Neither Polly nor Edmund ever mentioned this later. By the weekend they went in and out of each other’s rooms, and she had read his copies of Bruce and Lad: A Dog. The following week, he was put in a different third-grade classroom, but they saw each other at recess. He was quiet, and careful, and people grew used to him without any of the crap that often dropped on a new kid. When the prettiest girl in Polly’s class teased Edmund, clearly liking him, it gave Polly a borrowed glow.

Edmund talked in his sleep, on the other side of the wall, and he picked his nose, though no more than a boy she liked in school. Rita talked to herself all night long.

 


Papa and Dee were very old, which Polly no longer noticed; they were from another century. When Edmund first arrived, Polly, who’d been living there for half a year, would catch him watching them—a little fear, some wonder, the same look that he gave to all the things in the house: statues and arrowheads and books everywhere. Within a week he no longer seemed to notice Papa or Dee’s tissuey skin, pale as a photographic negative except for during summer, or hear a reedy sound in their voices.
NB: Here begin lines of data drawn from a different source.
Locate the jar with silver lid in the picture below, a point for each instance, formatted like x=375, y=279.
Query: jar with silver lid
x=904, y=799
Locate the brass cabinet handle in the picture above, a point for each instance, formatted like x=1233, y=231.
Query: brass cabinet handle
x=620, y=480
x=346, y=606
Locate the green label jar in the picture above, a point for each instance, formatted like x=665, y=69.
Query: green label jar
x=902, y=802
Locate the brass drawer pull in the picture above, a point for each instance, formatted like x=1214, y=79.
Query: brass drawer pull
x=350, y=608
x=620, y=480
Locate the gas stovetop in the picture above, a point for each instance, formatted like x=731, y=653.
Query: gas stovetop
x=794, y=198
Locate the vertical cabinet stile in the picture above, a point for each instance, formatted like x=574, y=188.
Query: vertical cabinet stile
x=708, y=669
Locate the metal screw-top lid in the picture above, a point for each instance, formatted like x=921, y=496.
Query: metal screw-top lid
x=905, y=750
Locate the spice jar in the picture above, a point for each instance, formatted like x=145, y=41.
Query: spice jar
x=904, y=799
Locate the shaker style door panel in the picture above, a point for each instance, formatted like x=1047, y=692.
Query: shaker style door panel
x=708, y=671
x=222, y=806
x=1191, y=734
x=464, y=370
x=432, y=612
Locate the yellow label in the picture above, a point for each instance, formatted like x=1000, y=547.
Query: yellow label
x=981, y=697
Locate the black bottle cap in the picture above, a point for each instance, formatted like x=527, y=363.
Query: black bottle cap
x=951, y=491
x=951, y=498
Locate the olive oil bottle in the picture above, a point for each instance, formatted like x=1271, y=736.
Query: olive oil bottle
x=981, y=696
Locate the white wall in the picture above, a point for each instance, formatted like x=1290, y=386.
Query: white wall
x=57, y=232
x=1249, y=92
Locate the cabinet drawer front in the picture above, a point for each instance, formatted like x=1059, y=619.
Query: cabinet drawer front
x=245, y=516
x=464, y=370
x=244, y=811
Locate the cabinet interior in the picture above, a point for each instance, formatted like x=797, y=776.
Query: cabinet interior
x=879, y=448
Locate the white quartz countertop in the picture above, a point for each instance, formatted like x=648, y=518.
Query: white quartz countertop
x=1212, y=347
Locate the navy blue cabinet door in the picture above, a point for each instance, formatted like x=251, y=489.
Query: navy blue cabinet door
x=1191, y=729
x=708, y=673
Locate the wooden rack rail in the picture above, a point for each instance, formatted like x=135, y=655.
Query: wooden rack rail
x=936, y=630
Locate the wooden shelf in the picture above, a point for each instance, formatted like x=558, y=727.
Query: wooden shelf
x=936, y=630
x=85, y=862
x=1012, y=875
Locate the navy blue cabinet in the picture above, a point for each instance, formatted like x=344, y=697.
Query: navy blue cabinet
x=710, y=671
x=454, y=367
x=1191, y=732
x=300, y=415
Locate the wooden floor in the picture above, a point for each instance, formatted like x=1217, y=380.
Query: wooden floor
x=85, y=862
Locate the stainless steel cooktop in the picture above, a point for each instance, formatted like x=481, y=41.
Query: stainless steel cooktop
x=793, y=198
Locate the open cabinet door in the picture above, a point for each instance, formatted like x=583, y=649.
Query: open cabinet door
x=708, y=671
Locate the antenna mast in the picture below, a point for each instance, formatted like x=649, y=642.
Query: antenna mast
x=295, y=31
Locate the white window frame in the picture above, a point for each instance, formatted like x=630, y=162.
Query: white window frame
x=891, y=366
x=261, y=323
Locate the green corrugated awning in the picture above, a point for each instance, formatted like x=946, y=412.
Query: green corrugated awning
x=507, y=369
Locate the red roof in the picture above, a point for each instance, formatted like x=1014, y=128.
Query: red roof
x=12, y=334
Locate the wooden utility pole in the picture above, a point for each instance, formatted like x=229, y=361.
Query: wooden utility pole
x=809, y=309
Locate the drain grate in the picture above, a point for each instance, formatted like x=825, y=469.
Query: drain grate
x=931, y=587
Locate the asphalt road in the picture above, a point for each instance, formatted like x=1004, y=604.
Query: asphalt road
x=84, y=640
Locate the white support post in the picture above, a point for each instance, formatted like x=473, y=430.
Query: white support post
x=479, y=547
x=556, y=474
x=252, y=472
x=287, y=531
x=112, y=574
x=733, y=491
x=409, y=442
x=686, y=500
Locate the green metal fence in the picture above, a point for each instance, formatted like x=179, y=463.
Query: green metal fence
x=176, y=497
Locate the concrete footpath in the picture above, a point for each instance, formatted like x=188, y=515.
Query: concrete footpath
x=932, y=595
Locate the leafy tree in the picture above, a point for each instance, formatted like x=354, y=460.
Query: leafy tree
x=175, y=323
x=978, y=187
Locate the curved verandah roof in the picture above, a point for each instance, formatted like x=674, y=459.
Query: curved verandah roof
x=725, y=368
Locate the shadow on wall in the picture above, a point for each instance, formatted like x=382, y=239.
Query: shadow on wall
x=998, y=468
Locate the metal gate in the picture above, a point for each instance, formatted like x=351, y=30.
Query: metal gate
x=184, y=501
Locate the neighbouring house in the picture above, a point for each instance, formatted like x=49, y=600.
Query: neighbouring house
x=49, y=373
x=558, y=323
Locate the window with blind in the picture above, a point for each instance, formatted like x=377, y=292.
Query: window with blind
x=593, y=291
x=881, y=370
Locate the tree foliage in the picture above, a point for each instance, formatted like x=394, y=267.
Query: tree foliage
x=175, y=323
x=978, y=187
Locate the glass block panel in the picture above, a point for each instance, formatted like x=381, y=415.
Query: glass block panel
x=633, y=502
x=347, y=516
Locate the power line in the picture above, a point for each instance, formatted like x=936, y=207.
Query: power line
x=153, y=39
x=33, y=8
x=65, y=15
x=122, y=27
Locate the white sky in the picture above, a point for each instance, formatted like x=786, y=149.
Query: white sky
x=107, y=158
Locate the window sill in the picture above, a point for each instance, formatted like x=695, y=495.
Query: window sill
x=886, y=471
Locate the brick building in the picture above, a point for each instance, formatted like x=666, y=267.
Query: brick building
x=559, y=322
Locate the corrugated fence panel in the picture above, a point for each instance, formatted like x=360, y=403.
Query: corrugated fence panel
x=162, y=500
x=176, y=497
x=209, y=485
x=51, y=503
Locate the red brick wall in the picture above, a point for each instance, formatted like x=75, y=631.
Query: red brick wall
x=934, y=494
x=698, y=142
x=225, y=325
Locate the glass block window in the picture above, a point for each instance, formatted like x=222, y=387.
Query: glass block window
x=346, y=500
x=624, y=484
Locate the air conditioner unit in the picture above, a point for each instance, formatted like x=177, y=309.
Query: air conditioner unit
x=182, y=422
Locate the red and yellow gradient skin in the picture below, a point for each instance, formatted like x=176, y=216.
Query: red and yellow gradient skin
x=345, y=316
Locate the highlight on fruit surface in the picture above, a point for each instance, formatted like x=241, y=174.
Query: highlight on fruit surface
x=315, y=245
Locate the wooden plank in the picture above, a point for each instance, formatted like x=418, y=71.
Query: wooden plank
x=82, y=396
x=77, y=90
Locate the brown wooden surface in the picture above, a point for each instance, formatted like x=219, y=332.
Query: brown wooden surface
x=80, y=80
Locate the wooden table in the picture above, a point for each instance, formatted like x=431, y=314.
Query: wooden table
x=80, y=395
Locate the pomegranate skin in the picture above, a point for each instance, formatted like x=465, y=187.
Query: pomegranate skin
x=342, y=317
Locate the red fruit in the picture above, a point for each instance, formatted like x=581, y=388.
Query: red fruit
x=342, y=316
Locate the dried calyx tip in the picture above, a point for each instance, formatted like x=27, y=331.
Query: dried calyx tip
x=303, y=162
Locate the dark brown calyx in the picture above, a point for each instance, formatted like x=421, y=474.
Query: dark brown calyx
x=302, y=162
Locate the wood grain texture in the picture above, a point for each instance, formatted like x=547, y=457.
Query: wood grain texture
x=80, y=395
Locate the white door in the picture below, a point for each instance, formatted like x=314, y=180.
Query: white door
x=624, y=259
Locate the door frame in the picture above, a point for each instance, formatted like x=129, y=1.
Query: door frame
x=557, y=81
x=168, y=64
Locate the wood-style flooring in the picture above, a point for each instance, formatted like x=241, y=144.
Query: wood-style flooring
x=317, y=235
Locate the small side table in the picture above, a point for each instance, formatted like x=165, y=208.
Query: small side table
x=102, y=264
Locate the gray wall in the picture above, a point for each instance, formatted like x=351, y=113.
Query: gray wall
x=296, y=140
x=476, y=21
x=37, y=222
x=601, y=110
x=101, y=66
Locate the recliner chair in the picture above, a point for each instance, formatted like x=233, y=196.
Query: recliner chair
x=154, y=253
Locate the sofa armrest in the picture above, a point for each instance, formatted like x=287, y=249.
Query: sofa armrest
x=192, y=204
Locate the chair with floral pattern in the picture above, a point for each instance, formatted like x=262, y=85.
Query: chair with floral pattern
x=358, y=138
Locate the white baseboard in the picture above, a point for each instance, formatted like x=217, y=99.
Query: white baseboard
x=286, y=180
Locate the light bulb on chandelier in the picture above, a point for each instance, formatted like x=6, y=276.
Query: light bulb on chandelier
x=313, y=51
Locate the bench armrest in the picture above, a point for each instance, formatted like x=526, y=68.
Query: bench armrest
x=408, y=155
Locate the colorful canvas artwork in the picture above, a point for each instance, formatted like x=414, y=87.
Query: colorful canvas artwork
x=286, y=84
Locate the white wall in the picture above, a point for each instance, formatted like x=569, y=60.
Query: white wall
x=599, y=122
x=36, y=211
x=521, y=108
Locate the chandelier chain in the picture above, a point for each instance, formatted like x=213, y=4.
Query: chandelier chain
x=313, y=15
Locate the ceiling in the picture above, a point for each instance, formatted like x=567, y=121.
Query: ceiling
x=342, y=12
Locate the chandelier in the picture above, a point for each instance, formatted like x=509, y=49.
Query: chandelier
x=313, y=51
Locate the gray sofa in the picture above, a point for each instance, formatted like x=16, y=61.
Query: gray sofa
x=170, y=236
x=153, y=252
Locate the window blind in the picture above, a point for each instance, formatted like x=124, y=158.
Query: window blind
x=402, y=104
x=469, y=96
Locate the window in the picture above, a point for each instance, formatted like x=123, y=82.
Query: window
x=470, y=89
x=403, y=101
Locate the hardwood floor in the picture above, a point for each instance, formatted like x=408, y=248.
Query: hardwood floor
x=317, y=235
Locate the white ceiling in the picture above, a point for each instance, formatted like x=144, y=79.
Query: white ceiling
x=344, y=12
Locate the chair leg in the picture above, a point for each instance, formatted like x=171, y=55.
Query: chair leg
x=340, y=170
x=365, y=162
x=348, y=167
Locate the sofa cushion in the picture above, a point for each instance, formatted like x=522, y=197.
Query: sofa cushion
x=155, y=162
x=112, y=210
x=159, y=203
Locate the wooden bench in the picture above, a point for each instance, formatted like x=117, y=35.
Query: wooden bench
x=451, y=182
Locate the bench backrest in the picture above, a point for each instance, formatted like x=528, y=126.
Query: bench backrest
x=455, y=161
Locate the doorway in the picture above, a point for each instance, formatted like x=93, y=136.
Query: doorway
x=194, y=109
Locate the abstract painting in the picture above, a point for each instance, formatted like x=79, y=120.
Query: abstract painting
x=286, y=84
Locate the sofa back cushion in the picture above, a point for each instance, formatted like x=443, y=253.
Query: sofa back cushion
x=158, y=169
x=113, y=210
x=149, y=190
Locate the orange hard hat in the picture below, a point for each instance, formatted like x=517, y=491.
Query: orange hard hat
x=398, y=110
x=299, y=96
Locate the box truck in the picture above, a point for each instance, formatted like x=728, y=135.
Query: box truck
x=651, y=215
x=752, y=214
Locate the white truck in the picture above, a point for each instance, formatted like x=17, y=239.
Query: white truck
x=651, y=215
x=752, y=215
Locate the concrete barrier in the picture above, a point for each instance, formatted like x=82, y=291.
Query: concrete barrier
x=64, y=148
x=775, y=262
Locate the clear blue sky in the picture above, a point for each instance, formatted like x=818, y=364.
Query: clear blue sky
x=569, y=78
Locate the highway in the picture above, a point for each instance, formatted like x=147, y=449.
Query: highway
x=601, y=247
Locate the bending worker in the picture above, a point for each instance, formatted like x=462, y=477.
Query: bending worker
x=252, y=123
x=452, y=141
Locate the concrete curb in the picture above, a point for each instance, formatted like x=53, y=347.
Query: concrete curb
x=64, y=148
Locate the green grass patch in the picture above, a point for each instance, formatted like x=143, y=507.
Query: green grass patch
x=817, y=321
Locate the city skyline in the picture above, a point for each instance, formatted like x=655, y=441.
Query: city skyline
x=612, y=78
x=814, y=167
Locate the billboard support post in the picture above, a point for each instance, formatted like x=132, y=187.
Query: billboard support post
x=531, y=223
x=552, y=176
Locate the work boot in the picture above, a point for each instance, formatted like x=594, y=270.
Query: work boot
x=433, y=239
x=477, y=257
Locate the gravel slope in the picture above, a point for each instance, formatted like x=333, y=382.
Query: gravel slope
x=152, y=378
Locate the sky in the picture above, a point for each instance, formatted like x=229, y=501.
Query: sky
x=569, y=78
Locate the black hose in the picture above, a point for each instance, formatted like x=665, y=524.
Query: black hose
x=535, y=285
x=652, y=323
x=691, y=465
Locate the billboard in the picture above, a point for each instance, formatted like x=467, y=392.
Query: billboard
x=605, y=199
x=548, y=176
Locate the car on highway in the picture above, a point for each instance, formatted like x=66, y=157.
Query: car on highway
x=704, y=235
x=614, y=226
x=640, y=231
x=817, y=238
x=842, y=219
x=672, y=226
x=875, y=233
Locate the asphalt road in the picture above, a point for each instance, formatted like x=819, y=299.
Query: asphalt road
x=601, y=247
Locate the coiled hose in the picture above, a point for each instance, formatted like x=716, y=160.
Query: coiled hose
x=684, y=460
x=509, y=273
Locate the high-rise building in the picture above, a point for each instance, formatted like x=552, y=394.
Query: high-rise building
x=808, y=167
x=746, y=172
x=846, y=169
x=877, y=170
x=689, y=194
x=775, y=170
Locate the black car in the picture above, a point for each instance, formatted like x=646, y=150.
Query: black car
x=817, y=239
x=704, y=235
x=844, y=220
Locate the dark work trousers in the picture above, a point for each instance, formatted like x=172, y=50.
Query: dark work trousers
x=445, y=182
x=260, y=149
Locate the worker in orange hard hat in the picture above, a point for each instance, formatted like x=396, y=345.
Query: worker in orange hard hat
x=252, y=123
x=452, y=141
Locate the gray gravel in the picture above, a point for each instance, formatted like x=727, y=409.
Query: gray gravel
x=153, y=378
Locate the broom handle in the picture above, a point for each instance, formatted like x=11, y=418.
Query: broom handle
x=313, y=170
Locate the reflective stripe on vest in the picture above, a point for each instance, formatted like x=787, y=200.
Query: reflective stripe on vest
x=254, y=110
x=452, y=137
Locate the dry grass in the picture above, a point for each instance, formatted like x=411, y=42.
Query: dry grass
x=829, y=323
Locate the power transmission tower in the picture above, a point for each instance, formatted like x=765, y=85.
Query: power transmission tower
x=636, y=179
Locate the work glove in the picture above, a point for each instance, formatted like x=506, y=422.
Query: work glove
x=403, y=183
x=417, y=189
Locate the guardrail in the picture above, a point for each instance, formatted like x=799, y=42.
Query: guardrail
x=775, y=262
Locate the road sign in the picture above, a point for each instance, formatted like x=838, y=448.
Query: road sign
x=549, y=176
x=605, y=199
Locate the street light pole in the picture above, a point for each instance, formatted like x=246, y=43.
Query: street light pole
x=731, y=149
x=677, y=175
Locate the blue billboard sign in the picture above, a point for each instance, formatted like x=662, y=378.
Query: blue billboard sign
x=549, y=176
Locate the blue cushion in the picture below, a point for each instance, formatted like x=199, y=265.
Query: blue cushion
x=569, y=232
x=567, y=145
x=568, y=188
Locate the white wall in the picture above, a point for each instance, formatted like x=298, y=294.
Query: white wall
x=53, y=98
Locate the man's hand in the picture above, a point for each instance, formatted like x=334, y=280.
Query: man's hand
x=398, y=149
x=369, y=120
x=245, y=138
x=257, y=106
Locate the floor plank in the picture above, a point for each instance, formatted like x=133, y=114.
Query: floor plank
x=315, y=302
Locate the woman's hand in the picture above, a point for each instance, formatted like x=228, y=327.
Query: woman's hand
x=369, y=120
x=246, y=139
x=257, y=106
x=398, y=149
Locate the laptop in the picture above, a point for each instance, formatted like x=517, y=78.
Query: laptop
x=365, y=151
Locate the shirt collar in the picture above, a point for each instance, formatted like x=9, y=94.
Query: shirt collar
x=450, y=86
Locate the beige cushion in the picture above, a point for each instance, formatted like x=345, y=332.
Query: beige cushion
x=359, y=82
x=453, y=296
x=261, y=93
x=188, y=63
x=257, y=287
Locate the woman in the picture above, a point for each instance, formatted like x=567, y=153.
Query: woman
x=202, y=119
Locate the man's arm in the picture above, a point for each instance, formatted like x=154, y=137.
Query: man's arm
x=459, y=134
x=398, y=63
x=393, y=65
Papa was the oldest person in the house, but he was also the tallest. He’d been an archaeologist before he taught mythology at Columbia, and had a way of moving through things, of looming without it feeling like a threat. He was a Presence, according to Merle, a Fucking Piece of Work, and he was known for writing about universal stories, the way they’d evolved through cultures, about shamanism and the archaeological evidence behind myth. Dee was tiny, with big arthritic arms below delicate collarbones, and a young woman’s head of hair, still half-brown. She wasn’t shaped like an old lady, and she dressed in slacks or straight skirts instead of what Papa called old ladies’ bags. She was a year younger than Papa, who’d been born in Sweden by the ocean, both of them before cars or planes or plastic. She’d broken a leg in a fall as a child, and again when Jane was a child—one shin below her skirt hem was slender but dented—and she kept a grove of canes with different heads, of different shimmers and substances, like so many magic wands, in a pot at the front door and against a bedroom table that held her jewelry and perfume and medicine bottles. But she and Papa moved quickly, like young people, and their muscles were visible ropes, and they were sometimes drunk and silly and snappish. They did not fret over what the children ate, or whether they’d do something stupid near the road or in the water. They knew Polly and Edmund were terrified of both; why add to the humiliation?

Jane, who was getting a master’s in history and mythology, planned to write her thesis about natural disasters and legends, though Papa thought she should focus on the universal nature of the flood story, and not get into variations. In the corner of her bedroom, above her typewriter, she’d hung a hand-drawn timeline of floods and volcanoes and earthquakes throughout the world, with bubbles of tiny handwriting for details. Sometimes she helped Papa with his research, tracking down versions of stories through the ages, trying to determine which were earliest, how they’d blended and changed across times and peoples, how they’d lasted.

Papa, surrounded by pens and books and bones at his desk, would let Edmund and Polly flop around on his old velvet sofa. He showed them crows dancing in the yard and pointed out that they seemed to perform for May, the one-eyed cat, who watched from a tree or climbed farther to the roof. He had maps on his walls, a poster of spinning souls, a photo of a tattooed Scythian mummy who’d been buried with her horses. He’d dug her up, and said he wished he’d let her be.